- Born: 1983 (age 41–42)
- Education: Hongik University
- Notable work: Resurrection, 2011
- Movement: Surrealism

= JeeYoung Lee =

South Korean artist

JeeYoung Lee (born 1983) is a South Korean visual artist. She graduated from Hongik University in Seoul and received the Sovereign Art Prize in 2012. Her photographs are held in the Kyoto Photographic Museum in Japan, the Incheon Foundation for Art and Culture, and Seoul's OCI Museum.

Lee is known for her surreal images, which she creates by physically transforming her studio space into intricate and imaginative dreamscapes using hand-constructed props and then photographing them without digital manipulation. Restrained by conventional photography medium, Lee added plastic creativity and theatrical performance to it.

== Early life ==
JeeYoung Lee grew up aspiring to be a painter, and enrolling in an art highschool was her first step to making it a reality. She then attended Hongik University to pursue a degree in Visual Communication Design. At the time, she was interested in film production art, but after taking a break from school to work as an assistant in a commercial production company, Lee realized that she would not take that path. While in search for a career path that would allow her to fully express her creativity, she worked on a photography exhibition as a project that helped her attain her bachelor's degree. This led her to find her niche, photography, and to continue her studies on the topic going into graduate school.

== Works ==
Lee's art can be broken down into building, capturing, and then destroying. She uses the process of building the set as a way to relax herself from social repression and frustration, and to reflect about her inner conflicts, seeking to express them outwards. She then uses photography as a medium to record her reality. By finally destroying the set in the end, she puts the moment back in the past. Lee describes this entire process as a practice of emotional discipline.

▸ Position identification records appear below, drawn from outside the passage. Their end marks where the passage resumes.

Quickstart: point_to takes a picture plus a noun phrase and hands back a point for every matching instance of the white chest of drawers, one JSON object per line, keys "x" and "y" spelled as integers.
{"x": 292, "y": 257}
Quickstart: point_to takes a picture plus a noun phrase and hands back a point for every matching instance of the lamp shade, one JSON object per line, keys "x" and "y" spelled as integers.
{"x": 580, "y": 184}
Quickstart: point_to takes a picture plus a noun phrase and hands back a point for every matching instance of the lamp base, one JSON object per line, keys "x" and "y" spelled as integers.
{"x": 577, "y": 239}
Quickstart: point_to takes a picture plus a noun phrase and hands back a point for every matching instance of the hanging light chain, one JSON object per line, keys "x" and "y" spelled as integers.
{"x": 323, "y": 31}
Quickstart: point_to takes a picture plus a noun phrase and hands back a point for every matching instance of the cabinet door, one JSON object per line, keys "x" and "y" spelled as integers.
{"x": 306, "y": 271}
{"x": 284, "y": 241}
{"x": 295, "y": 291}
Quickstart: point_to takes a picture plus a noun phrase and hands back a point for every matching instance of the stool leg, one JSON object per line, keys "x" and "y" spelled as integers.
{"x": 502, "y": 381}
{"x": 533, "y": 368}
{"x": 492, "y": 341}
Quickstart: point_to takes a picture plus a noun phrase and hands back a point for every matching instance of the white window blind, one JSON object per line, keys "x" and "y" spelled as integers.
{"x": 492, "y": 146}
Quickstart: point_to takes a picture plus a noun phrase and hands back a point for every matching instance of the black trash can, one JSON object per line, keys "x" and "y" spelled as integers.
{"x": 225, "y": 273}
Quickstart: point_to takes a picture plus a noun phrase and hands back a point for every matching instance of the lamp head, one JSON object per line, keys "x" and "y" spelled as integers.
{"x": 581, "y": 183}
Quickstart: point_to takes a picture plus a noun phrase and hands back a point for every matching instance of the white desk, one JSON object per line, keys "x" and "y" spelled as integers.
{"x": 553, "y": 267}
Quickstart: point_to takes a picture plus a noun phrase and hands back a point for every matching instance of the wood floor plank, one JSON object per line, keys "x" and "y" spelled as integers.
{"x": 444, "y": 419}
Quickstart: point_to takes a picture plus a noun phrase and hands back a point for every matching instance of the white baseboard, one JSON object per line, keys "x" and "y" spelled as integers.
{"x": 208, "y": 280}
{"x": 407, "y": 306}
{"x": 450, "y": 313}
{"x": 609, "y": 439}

It takes about two to three months for Lee to complete one of her works. She works in a small, 12 x 14 x 8 feet studio to create the entirety of her elaborate scenes, removing the need for any photoshop at the end.

=== Notable Pieces ===

Resurrection

This work was created in inspiration from the Tale of Sim Chong, a Korean folktale. Lotus flowers in Asian cultures symbolize rebirth and purity. By placing herself within the Lotus flower, Lee expresses how she has been reborn into a stronger figure, having overcome the negative elements in her life that were dragging her down.

Anxiety

This work addresses common worries, insecurity, and doubts that we experience in our daily lives. Unlike most of her other works, that involve a single photograph, Lee has taken two photographs as well as a video. The video features a performer making a strange noise, which is the phrase “it’s okay” cut into single syllables and being read as if she's singing. In an interview with CNN, Lee mentions that this work was one of the most memorable to her in that it was quite experimental.

== Influences ==
Lee sees her art as a mode of self-expression in that she portrays snippets of her own memories, dreams or anxieties in her work. She also draws inspiration from Korean fables and famous artworks.

Lee's creative combination of unusual plastic elements, as well as the expression of the unconscious mind, places her works at the very heart of Surrealism.

Her style is most comparable to German sculptor and photographer Thomas Demand, as well as U.S. installation artist and photographer Sandy Skoglund. It is unclear whether or not she was directly influenced by their works.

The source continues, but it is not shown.